An example of a model being refined through successive generations, using a genetic algorithm, to match experimental data.

Because the amount of data on the interplay of genes and neurons and their effects is not enough to construct a rigorous model,
evolutionary computation is used to optimize artificial neural networks and gene regulatory networks, a common technique being the genetic algorithm. A genetic algorithm is a process that can be used to refine models by mimicking the process of natural selection observed in biological ecosystems. The primary advantages are that, due to not requiring derivative information, it can be applied to black box problems and multimodal optimization. The typical process for using genetic algorithms to refine a gene
regulatory network is: first, create a population; next, to create offspring via a crossover operation and
evaluate their fitness; then, on a group chosen for high fitness, simulate mutation via a mutation operator;
finally, taking the now mutated group, repeat this process until a desired level of fitness is demonstrated.

=== Evolving systems ===
Methods by which artificial neural networks may alter their structure without simulated mutation and fitness selection have been developed. A dynamically evolving neural network is one approach, as the creation of new connections and new neurons can
be modeled as the system adapts to new data. This enables the network to evolve in modeling accuracy without simulated natural selection. One method by which dynamically evolving networks may be optimized, called evolving layer neuron aggregation, combines neurons with sufficiently similar input weights into one neuron. This can take place during the training of the network, referred to as online aggregation, or between periods of training, referred to as offline aggregation. Experiments have suggested that offline aggregation is more efficient.

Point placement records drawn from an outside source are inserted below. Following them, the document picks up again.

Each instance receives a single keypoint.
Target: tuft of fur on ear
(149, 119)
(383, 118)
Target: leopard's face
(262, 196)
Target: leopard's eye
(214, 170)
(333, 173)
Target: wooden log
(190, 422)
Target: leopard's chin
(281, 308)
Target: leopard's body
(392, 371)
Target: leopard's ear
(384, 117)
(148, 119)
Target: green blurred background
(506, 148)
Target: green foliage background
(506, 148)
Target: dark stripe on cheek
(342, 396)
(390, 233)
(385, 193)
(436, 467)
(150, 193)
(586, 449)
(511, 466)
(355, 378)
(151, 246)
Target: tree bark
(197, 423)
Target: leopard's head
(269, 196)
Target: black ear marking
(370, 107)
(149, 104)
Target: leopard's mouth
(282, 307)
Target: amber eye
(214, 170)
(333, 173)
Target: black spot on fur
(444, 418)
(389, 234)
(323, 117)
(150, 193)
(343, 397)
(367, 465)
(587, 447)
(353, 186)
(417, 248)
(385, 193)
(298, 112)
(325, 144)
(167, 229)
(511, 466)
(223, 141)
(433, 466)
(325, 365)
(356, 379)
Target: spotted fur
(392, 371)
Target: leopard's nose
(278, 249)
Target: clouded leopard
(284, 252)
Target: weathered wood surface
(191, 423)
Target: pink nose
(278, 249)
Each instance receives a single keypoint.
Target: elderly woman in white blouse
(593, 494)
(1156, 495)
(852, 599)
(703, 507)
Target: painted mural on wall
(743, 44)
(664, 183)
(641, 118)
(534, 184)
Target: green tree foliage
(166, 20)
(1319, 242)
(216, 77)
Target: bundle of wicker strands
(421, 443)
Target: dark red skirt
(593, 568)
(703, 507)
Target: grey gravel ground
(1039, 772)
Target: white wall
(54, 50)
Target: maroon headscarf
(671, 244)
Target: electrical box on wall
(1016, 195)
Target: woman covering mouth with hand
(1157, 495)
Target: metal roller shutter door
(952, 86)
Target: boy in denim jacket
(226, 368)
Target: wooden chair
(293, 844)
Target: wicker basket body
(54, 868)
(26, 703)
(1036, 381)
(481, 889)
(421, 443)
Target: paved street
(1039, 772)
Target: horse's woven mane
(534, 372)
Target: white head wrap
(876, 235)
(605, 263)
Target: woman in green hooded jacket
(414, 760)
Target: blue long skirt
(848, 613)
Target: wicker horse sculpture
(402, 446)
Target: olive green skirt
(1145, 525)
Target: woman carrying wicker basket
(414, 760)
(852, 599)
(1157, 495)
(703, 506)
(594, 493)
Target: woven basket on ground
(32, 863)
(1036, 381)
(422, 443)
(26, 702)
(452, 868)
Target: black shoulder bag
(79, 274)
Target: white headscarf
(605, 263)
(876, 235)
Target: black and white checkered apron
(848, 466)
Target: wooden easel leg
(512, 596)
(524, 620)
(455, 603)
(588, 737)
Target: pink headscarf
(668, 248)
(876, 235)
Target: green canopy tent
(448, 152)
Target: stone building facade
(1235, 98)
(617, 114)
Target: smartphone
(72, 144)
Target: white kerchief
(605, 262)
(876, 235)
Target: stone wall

== Potential applications ==
A variety of potential applications have been suggested for accurate computational neurogenetic models, such as simulating genetic diseases, examining the impact of potential treatments, better understanding of learning and cognition, and development of hardware able to interface with neurons.

The simulation of disease states is of particular interest, as modeling both the neurons and their genes and proteins allows linking genetic mutations and protein abnormalities to pathological effects in the central nervous system. Among those diseases suggested as being possible targets of computational neurogenetic modeling based analysis are epilepsy, schizophrenia, intellectual disability, brain aging and Alzheimer's disease, and Parkinson's disease.